Las dos puntas del vacilante
El talante del doctor Jekill o mister Hyde aquella noche fue propio del vacilante. Se sintió un matador contrariado. Nunca tanta distancia le pareció tan poca. Y, a pesar de sus recientes 23 años, ella nunca estuvo tan lejos. Esa noche de noviembre el vacilante tuvo un presagio: las dos puntas es un futuro no cierto, no se puede al mismo tiempo gozar en la ciudad divina y habitar en la ciudad terrena.
Esas damas confluían en la vida del matador vacilante. Era algo a resolver cuanto antes. Una de ellas exigía compromiso. En cambio, otra a gritos solicitaba diversión. Era una noche como tantas, el matador que no titubeaba estaba acostumbrado. Pero esa noche dudó, vaciló. Tuvo la premonición.

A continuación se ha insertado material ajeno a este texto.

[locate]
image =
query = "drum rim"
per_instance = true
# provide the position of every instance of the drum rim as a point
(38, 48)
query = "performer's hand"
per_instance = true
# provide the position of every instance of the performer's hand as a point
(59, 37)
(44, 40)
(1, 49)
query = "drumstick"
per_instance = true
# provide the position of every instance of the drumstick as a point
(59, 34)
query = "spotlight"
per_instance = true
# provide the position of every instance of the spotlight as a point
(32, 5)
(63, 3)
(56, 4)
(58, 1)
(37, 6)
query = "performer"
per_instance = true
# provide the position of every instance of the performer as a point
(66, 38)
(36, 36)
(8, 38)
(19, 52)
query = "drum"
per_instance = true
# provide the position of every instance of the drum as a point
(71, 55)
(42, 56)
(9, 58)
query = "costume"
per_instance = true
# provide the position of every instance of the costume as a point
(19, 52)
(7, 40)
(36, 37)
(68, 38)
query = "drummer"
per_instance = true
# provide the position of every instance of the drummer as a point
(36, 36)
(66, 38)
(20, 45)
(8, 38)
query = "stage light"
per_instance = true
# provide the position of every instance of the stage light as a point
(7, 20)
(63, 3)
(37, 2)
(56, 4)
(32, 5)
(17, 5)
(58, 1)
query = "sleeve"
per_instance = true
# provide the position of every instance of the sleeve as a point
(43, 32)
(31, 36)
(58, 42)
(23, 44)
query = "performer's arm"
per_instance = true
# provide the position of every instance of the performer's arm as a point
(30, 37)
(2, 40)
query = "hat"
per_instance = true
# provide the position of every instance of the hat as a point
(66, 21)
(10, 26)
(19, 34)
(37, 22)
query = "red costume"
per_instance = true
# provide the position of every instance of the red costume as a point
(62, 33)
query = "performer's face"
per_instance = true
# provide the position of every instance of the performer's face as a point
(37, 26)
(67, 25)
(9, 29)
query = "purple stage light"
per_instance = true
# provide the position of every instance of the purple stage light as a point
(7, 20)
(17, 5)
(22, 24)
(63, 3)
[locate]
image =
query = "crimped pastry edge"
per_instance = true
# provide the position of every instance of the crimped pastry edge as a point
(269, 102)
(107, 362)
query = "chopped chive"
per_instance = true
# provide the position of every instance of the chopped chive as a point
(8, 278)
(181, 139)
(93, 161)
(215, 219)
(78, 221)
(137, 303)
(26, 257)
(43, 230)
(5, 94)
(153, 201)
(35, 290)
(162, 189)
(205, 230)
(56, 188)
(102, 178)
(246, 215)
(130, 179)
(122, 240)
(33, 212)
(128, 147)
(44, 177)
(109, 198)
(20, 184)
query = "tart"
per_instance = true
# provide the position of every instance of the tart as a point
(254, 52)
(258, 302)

En interminables lunas esperando nada aquella vez intuyó que optar entre la quimera de la doble vida o lo realmente real era algo sensato. Pensó en la cantidad de personas que soñaban con tener dinero, poder y prestigio; y se vio soñando. También pensó en el gran sufrimiento de las voluntades engañadas, traicionadas y lastimadas; y allí se vio lastimando traicionando y engañando. Por tanto, empezó a dar paso a los sentimientos.
Todo era, sin embargo, difuso y vacilante. Esa noche entre alcoholes, energizantes y substancias seguía siendo al todo o nada. Había que jugársela. El ruido daba muerte al silencio y de repente vio algo de claridad. Era hora de amar y no de vacilar.
Punto final ora diversión, ora quimeras, ora ilusiones. La obediencia debida tuvo un nombre, edad y domicilio. Atrás quería el matador dejar a la joven de las lunas parrandeadas, las lunas de aeropuertos, las lunas salvajes. Mientras tanto vacilaba, pero no como antes. La decisión estaba tomada.
La cuestión a esa hora de la noche no era lo que iba a hacer, sino cómo lo iba a hacer. No quería engañar ni traicionar puesto que sabía que en algún momento él podría ser víctima de esas prácticas. El heridor no quería ser herido. No obstante, la distancia de esa dama lo hirió. De a poco infiriendo razonamientos propios de Sun Tzu el matador evitó el conflicto. Cómo iba a acometer a la víctima ya estaba resuelto.
Con voz ronca escuchaba a un madrileño revelar “al filo de la madrugada sentía al agua ardiente de la despedida”. Vaya que la sentía, a esa altura el vacilante ya no vacilaba, a esa altura ya había logrado su cometido. Y de repente vio lágrimas en esos ojos en los que otras noches había visto satisfacción. El matador había acometido a la víctima. Ahora esperaba que la dama exigente no le de muerte violenta como él estaba acostumbrado a dar. Contrariado, sintiendo cómo mutaba, durmió sin saber a quién realmente había ultimado.